Tom Nagel, the FCSO’s health and fitness coordinator, says the officer health program has been incorporated into the training unit, which is directed by Captain Robert Heagerty. Nagel says Heagerty hired him away from a university athletic program to serve as tactical strength and conditioning coach for the FCSO. Nagel and Heagerty worked together to change how the deputies train and improve their fitness.
During the training Nagel implemented warm-ups to prepare officers for the physical rigors of the instruction. “Having officers in better health will also reduce the number of injuries commonly seen in physical training like defensive tactics. Additionally, this reduced injury rate will transfer to on-shift performance and cost savings for the agency. Musculoskeletal injuries normally make up close to 50% of all worker’s compensation claims but can often cost upwards of 80% of all total claims. By implementing better training and focusing on injury avoidance, these claims and costs can decrease,” he says.

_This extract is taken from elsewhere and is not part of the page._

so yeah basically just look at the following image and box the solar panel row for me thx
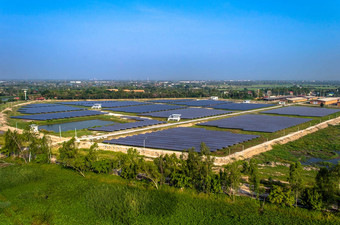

The Forsyth County SO health and fitness program begins in the academy. “Every morning the cadets perform physical training that will instill healthy habits for their career,” Nagel says, adding that cadets also receive education on healthy behaviors that he hopes they will continue throughout their careers.
In addition to working with cadets, Nagel also helps working deputies with their health and fitness. “Classes are taught focusing on nutritional information that will benefit officers throughout their career, exercise techniques that will allow officers to maintain their fitness levels, and health conditions that plague the law enforcement profession and how to avoid them,” he says.
One of the ways that the health and fitness program is implemented is through group challenges. “The goal of this initiative is to create a culture of health within the sheriff’s office,” Nagel says. “Challenges have provided positive results. The first challenge was a step challenge which resulted in officers losing an average of 5.3 pounds per participant in just one month.”